Alum dies in Ethiopia, officials suspect homicide

2007 Elliott School graduate worked in Foreign Service

by Carly Lagrotteria and Sarah Scire

Hatchet Reporters, Issue: 2/5/09 2/5/09 | News
A GW alumnus working for the State Department was found dead in Ethiopia
this week and U.S. government officials say his death is being
investigated as a homicide.
Brian Adkins, who graduated in 2007, worked for the State Department as
a Foreign Service officer stationed in Ethiopia's capital city, Addis
Ababa. Representatives from the State Department said Wednesday that
Adkins died on Saturday, but would not give further details because it
was an ongoing homicide investigation.
Adkins, who would have turned 26 on Feb. 2, completed both his
undergraduate and graduate studies at GW, graduating summa cum laude as
an international affairs major from the Elliott School of International
Affairs in 2005. He joined the State Department after receiving his
master's degree in 2007 and was assigned to Ethiopia.
After studying the indigenous language and culture for nearly a year,
Adkins moved to Ethiopia as part of a Thomas R. Pickering Foreign
Affairs Fellowship.
John Wysham, head of the Ethiopia desk at the State Department, said he
was unable to provide details about Adkins' death or the homicide
"The trouble here is that it is a crime scene we are talking about,"
Wysham said. "It wasn't like he fell off a rock and hit his head."
He added, "We'd love to talk about it and stop some of these rumors but
we cannot."
Wysham said that he has been in contact with the Ethiopian embassy and
Ethopian police forces about the ongoing investigation.
A Foreign Service officer also stationed in Africa is planning to
accompany Adkins' body from Ethiopia to the United States, Wysham said.
The casket will be transported by military aircraft.
Ginny Boncy, a member of the State Department's casualty assistance
department, said Adkins was in the first year of his assignment and
performing consular work for the State Department.
Consular work typically includes providing services like assisting
Americans in distress and handling visas and passports.
Though Adkins' father could not be reached for comment, senior Michael
Geremia, one of Adkins' best friends, described the Ohio native as
"selfless, hardworking, confident, funny, charming, articulate, a
scholar and a gentleman."
"The world has lost someone who had so much to offer.

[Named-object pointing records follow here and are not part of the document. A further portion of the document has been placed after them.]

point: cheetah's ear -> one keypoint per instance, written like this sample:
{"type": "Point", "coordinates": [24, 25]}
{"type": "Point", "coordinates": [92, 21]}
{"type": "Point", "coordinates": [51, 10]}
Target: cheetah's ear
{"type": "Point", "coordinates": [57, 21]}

I miss him
tremendously," Geremia said. "When I received word of his death on
Monday, which would have been his 26th birthday, a piece of me died in
Geremia said that he last spoke to Adkins on Sunday, Jan. 25, when the
two friends started to plan Adkins' summer vacation in D.C.
"He was so excited to be in Africa serving his country as a diplomat,
promoting American values," Geremia said. "As much as he loved his
career, he missed the U.S."
Geremia said that despite the trials of living abroad, Adkins was
optimistic about his future as a diplomat.
"Whenever I would urge him to be safe, he would reassure me that
Ethiopia was safer than D.C.," Geremia said.
As a student in Foggy Bottom, Adkins was a leader at the Knights of
Columbus and the Newman Center, two organizations devoted to the
Catholic faith.
He served as a trustee and held several officer positions with the
Knights, including chancellor in charge of membership. After graduating,
Adkins served as state ceremonial chairman and district warren for the
Knights. In 2007, he was named Knight of the Year in D.C.
"He was friendly to everyone, incredibly devoted to his faith, and
always willing to volunteer and give of himself," said senior Conrad
Murphy, a former grand knight. "When he left for Ethiopia, we found that
it took at least three of us just to fill his shoes."
Friends and fellow members of the Knights of Columbus, including Murphy,
said Adkins will be remembered as incredibly intelligent and always
working to master a new language. He spoke French, Arabic and Amharic,
the official working language of Ethiopia.
Tom Saccoccia, a fellow 2007 alumnus and close friend, said Adkins will
also be remembered for his humility.
"He just wasn't a credit grabber, even though he did everything,"
Saccoccia said. "He was just an all-around good guy."
Adkins was a native of Columbus, Ohio. A Rite of Christian Burial is
planned in his honor at St. Mary's Church in his hometown.